Les investissements directs étrangers progressent au premier semestre 2026, mais leur répartition révèle une économie toujours très dépendante de l’industrie manufacturière. Une force pour l’attractivité tunisienne, qui peut aussi devenir une vulnérabilité si la diversification tarde à suivre.
Les chiffres sont encourageants, mais leur composition raconte une histoire plus nuancée. Au premier semestre 2026, la Tunisie a attiré 1,912 milliard de dinars d’investissements directs étrangers, sur un total d’environ 1,929 milliard de dinars d’investissements internationaux. L’ensemble des flux internationaux affiche une croissance de 11,5 % par rapport à la même période de 2025.
Le moteur de cette performance est clairement identifié : l’industrie.
Selon la FIPA, 72 % des IDE se sont orientés vers l’industrie manufacturière, contre environ 19 % pour l’énergie. Autrement dit, plus de sept dinars d’investissement direct étranger sur dix continuent de dépendre de la capacité de la Tunisie à convaincre des industriels internationaux d’y implanter ou d’y développer leurs activités.
Une spécialisation qui continue de payer
Cette concentration possède des avantages évidents. La Tunisie dispose d’un tissu industriel exportateur déjà connecté à des chaînes de valeur internationales, notamment dans les composants automobiles, l’électronique et d’autres industries manufacturières.

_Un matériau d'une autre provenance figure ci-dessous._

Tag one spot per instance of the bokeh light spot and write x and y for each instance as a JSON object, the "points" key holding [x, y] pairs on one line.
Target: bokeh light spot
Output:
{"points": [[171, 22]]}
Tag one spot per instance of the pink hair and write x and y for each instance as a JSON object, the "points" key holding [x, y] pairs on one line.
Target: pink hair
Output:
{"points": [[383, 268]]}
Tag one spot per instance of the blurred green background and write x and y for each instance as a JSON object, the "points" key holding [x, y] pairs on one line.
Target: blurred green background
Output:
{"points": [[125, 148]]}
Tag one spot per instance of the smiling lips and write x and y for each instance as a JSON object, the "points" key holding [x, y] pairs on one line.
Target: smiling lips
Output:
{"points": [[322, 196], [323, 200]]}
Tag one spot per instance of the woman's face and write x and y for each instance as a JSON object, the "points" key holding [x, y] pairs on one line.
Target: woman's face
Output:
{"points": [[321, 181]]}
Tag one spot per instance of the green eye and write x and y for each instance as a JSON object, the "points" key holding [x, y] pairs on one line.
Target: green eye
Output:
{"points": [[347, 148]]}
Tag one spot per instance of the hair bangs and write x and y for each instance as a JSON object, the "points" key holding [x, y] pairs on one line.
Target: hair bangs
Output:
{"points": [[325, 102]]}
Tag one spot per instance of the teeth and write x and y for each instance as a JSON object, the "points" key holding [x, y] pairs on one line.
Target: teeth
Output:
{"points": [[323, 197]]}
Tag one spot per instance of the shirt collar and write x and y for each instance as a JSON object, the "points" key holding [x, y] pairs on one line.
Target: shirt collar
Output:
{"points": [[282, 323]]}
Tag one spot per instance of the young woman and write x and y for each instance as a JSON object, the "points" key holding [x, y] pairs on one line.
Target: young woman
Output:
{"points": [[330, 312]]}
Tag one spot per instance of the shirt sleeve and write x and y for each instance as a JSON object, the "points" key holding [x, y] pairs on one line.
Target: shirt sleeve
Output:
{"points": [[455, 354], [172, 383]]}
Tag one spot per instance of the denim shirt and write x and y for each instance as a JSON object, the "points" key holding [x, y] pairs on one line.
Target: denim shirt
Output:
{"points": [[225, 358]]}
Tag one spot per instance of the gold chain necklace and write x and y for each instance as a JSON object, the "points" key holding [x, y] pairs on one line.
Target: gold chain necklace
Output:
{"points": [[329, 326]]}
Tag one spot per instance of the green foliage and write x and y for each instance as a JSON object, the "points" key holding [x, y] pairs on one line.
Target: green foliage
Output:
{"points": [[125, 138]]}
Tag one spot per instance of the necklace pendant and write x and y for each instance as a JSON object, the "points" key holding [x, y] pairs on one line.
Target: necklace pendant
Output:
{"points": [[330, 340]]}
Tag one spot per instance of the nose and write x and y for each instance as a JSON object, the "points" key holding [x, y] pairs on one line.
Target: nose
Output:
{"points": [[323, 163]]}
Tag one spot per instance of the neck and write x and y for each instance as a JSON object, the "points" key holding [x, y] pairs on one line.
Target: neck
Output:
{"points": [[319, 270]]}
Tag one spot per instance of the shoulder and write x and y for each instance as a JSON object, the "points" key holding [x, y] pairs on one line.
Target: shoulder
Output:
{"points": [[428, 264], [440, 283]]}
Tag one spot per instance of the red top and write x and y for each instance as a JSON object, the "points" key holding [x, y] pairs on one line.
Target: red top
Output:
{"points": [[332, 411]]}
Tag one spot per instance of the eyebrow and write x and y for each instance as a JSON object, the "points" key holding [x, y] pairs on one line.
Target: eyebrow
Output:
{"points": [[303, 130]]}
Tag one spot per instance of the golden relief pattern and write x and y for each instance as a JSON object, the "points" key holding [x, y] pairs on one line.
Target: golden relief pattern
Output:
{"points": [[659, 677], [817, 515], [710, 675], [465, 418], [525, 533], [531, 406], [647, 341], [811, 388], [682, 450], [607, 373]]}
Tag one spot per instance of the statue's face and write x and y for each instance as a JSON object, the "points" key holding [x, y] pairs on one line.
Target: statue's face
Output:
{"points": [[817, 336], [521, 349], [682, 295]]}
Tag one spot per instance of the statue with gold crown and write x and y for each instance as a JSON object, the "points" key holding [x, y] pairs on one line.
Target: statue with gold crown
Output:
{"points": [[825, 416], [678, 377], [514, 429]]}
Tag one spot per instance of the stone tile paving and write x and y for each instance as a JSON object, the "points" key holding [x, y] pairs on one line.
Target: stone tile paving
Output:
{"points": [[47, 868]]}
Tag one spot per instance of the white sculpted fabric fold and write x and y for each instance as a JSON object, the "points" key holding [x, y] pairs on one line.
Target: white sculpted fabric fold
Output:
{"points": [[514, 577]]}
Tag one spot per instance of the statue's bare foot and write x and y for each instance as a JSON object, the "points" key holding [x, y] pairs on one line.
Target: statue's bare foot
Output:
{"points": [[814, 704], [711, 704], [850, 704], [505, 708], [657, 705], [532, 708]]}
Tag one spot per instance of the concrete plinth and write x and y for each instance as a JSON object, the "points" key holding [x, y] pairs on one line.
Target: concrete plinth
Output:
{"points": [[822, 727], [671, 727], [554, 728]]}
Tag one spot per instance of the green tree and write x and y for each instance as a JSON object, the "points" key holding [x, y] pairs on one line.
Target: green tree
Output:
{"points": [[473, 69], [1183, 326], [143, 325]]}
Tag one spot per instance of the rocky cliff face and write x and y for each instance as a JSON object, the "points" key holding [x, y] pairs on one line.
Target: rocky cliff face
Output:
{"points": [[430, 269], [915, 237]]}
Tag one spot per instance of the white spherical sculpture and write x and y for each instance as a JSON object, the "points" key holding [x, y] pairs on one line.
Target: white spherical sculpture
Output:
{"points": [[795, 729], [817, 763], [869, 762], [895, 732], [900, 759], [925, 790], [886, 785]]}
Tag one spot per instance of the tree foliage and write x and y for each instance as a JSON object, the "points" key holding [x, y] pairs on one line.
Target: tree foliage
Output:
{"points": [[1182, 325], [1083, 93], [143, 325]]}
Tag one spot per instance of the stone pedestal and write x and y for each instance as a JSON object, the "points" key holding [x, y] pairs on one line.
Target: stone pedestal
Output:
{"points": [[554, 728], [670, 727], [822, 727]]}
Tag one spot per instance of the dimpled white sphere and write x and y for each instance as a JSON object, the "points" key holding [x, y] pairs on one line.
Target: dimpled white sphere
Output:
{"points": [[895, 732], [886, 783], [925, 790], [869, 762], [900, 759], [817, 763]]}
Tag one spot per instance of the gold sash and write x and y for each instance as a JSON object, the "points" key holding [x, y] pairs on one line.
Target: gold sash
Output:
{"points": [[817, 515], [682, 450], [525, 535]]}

Les annonces de 2026 en donnent plusieurs illustrations. La FIPA a signalé en mai l’extension des activités en Tunisie de l’équipementier automobile américain Visteon. Elle a également fait état de nouveaux projets ou implantations de groupes étrangers dans l’ingénierie et l’électronique, dont KPIT Technologies et, plus récemment, l’allemand Deltec.
Cette continuité est un atout : une implantation industrielle réussie peut attirer fournisseurs, compétences et nouveaux investisseurs autour d’un même écosystème.
Mais elle pose aussi une question de concentration.
Le prochain défi : attirer davantage de valeur ajoutée
Si près des trois quarts des IDE continuent de se concentrer dans l’industrie, la diversification vers les services technologiques, l’économie numérique, l’ingénierie ou d’autres activités intensives en compétences devient un enjeu économique.
Le sujet n’est pas seulement d’attirer davantage de capitaux, mais d’améliorer leur qualité et leurs retombées locales. Un investissement qui s’appuie davantage sur l’ingénierie tunisienne, la recherche-développement ou des fournisseurs locaux peut avoir un effet différent d’un projet principalement fondé sur l’assemblage.
Certaines annonces récentes indiquent justement une évolution possible. En mai, KPIT Technologies a annoncé un investissement pour créer un centre d’ingénierie logicielle à Sfax, selon la FIPA.
Ce type de projet illustre le virage que la Tunisie peut chercher à accélérer : conserver son socle manufacturier tout en captant davantage d’activités technologiques et de fonctions à plus forte valeur ajoutée.
La hausse des IDE au premier semestre 2026 constitue ainsi une bonne nouvelle. Mais pour juger pleinement de la performance, il faudra regarder au-delà du montant : secteurs concernés, emplois créés, contenu technologique, intégration locale et capacité des projets étrangers à renforcer durablement les chaînes de valeur tunisiennes.